Make sure your color combos make your text easy to read to be effective. And obviously use web-safe colors only.
I usually use 3-4 dim colors for background and interface and 1-2 bright colors for links or other stuff to make them stand out.
Colors that flow with the logo and can fit the mood or type of company or website. Ex. Hot topic would use dark colors that contrast well as to where Hello Kitty use's light colors that attract the attention of their customer base.
Take a look at these most successful sites www.google.com www.yahoo.com www.myspace.com www.facebook.com www.paypal.com www.ebay.com and many others They all use shades of "Blue" with call to actions at times in shades of orange and yellows.
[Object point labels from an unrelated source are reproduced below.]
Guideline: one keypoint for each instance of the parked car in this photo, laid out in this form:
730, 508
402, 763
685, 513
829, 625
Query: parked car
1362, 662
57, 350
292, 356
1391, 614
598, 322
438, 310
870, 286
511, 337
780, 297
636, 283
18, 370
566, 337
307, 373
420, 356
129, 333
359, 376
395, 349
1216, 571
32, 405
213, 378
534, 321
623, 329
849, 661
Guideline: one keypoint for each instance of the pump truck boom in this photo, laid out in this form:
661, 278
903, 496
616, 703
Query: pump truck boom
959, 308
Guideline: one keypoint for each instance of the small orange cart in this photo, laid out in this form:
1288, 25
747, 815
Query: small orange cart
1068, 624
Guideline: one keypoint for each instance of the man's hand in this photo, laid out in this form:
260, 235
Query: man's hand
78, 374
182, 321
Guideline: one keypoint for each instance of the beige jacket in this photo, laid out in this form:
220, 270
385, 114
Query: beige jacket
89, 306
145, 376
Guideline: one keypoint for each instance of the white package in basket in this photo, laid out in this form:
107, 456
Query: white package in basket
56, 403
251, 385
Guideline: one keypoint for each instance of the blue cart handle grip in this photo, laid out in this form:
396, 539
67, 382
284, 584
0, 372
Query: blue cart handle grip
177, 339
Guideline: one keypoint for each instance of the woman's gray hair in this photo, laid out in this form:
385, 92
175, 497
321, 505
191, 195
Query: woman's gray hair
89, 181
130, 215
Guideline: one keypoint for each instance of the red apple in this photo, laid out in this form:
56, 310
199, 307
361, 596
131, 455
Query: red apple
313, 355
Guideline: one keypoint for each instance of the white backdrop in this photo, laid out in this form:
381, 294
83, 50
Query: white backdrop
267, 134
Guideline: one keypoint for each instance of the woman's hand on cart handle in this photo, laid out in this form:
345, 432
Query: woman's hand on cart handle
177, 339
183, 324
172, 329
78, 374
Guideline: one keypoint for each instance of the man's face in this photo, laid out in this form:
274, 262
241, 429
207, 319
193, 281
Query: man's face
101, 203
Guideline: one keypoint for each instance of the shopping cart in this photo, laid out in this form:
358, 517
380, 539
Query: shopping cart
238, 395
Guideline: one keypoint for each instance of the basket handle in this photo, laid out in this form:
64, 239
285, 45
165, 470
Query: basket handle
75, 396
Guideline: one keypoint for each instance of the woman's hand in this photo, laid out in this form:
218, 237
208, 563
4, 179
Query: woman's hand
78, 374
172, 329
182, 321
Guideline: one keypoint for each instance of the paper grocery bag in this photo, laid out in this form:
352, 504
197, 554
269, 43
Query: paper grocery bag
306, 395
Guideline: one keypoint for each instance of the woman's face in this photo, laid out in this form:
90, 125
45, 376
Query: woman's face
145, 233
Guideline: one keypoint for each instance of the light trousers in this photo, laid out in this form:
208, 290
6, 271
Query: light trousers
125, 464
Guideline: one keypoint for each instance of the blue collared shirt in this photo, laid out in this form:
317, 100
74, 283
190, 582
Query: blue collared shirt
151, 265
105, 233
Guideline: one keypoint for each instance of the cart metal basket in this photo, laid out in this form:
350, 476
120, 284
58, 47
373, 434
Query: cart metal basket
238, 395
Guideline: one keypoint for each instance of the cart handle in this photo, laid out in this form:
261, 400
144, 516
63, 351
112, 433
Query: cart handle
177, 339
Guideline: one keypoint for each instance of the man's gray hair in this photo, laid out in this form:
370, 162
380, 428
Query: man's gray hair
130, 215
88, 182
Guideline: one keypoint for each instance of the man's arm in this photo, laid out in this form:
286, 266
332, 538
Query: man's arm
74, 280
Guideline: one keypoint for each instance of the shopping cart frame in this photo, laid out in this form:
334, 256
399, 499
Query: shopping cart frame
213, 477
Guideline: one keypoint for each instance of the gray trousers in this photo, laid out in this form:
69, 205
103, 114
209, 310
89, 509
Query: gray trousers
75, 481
I have gone with reds www.tted.co.uk www.tvworlds.com Will that backfire on me? Only time will tell I guess, but my logo is black and red, but then Yahoo have a red logo and still use blue in most other areas.
The best color to use on a website is the same color that your logo have or the color that makes sense for your website. Try one of this websites: colorschemedesigner.com kuler.adobe.com Each color has a different meaning. "Google It" and try to discover them.
Glad to see a lot of input here. Thanks for all the responses. I'm still going to go with my years of marketing training, and like many members here have confirmed, stay away from too many dark colors unless your site is specific to that style, white, blue, different shades and not a lot more for the base, just add what you need where it goes and follow the psychology of marketing rules of thumb.